Even in our messiest moments, we can hold onto a profound promise. The Lord is not a God who abandons His projects. He initiated a work of grace in your life, and His character is one of perfect faithfulness. He is committed to carrying that work through to its glorious completion, regardless of the obstacles or our own failures. This is a truth that can anchor your soul in any storm. [04:32]
Being confident of this very thing, that he which hath begun a good work in you will perform it until the day of Jesus Christ. (Philippians 1:6, KJV)
Reflection: Where in your current season of life do you need to be reminded that God is still faithfully at work, even if you can't see the progress? What would it look like to release your anxiety about that area to His capable hands?
We can spend much of our energy running from God, trying to manage life on our own terms. This path often leads to a place of exhaustion, despair, or being trapped by circumstances beyond our control. It is at this very end of ourselves that we find a divine invitation. God meets us in our brokenness, not to condemn, but to offer a way out through surrender to His loving authority. [11:23]
The Lord will fight for you; you need only to be still. (Exodus 14:14, NIV)
Reflection: What is one situation you have been trying to control or fight through in your own strength? What practical step could you take this week to consciously "be still" and acknowledge God's sovereignty over it?
A comfortable, nominal faith is something God takes seriously. He calls us to a passionate, all-in relationship, not a casual affiliation that we forget about during the week. He sees the pretense of self-sufficiency that masks a deep spiritual poverty. His corrective love invites us into a genuine, fervent faith that is refined by trial and marked by sincere repentance. [13:12]
I know your deeds, that you are neither cold nor hot. I wish you were either one or the other! So, because you are lukewarm—neither hot nor cold—I am about to spit you out of my mouth. (Revelation 3:15-16, NIV)
Reflection: In what area of your walk with God have you settled for being "lukewarm"? What would it look like to move toward being "hot"—fully engaged and passionate for Him in that specific area?
The offer of the gospel is profoundly personal and available. Christ does not force His way in; He patiently knocks, waiting for an invitation. This is an offer of companionship and shared life, not of distant rule. To open the door is to welcome His presence into the everyday moments, to commune with Him, and to find our ultimate victory in His overcoming power. [14:57]

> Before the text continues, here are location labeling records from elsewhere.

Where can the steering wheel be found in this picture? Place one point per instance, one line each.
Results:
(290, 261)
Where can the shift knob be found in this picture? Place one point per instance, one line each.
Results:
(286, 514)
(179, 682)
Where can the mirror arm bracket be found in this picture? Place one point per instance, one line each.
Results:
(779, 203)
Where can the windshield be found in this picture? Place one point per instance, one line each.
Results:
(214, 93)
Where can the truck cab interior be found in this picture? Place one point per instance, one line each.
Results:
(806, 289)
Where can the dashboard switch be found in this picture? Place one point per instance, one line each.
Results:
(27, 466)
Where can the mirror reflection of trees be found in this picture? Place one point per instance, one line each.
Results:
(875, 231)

Here I am! I stand at the door and knock. If anyone hears my voice and opens the door, I will come in and eat with that person, and they with me. (Revelation 3:20, NIV)
Reflection: What might Jesus be gently knocking on the door of your heart about today? Is there a part of your life you have kept closed off from His presence and fellowship?

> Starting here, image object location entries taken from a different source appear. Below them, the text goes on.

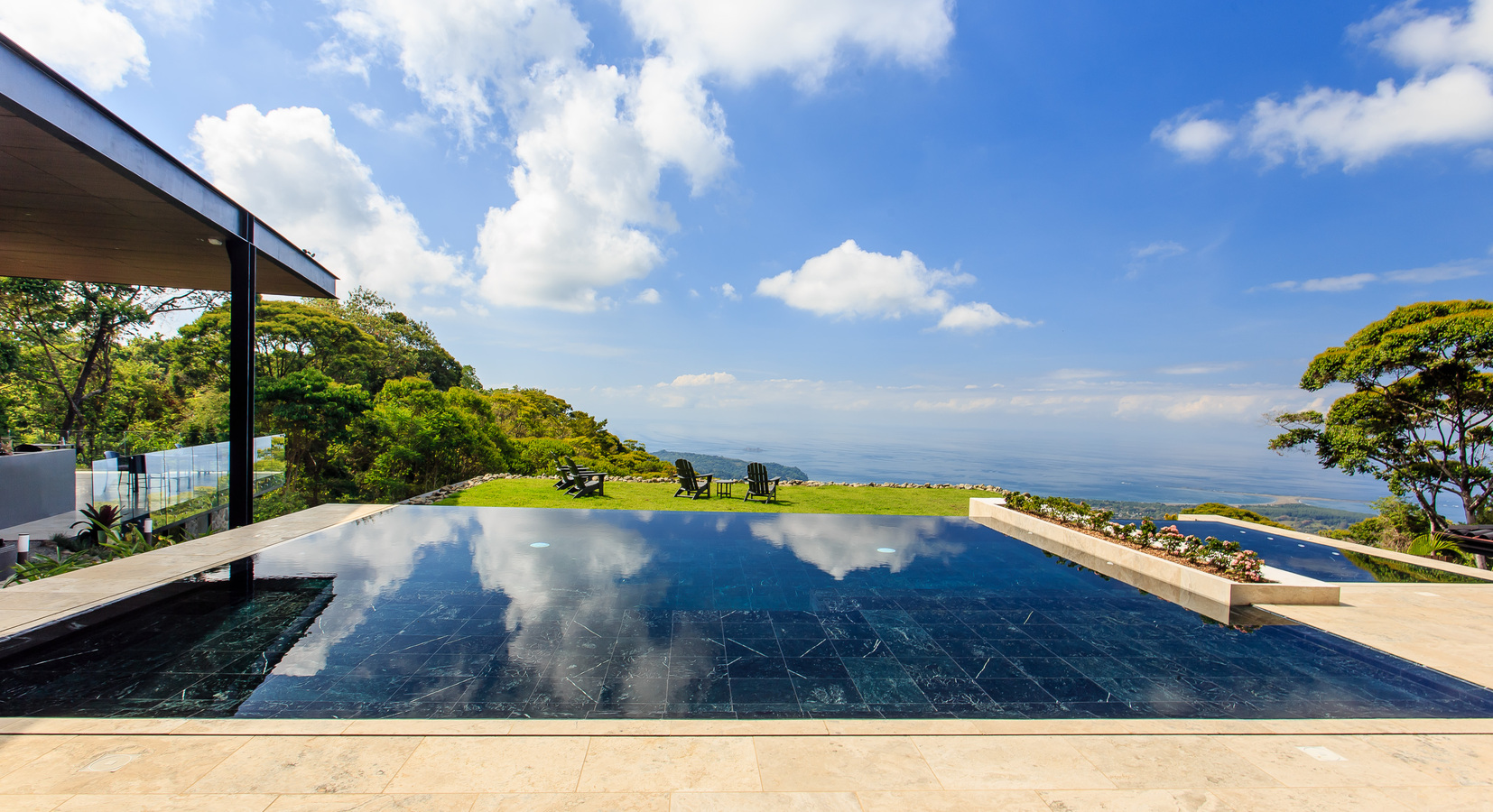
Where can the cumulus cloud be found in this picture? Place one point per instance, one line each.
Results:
(591, 141)
(289, 168)
(84, 39)
(169, 13)
(709, 378)
(1159, 250)
(744, 41)
(1193, 138)
(1447, 102)
(1359, 281)
(975, 317)
(853, 282)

Looking back on our lives, we may see seasons where it seemed God was absent. The path may have felt lonely and overwhelming. Yet the truth of His promise is that He never leaves us. During those most difficult times, when we could not take another step on our own, He was closest. He lovingly carried us, ensuring we would not be destroyed by the trials we faced. [35:16]
The Lord himself goes before you and will be with you; he will never leave you nor forsake you. Do not be afraid; do not be discouraged. (Deuteronomy 31:8, NIV)
Reflection: Can you recall a past trial where you can now see God’s carrying presence, even if you didn't feel it at the time? How does that memory encourage you to trust Him with a current challenge?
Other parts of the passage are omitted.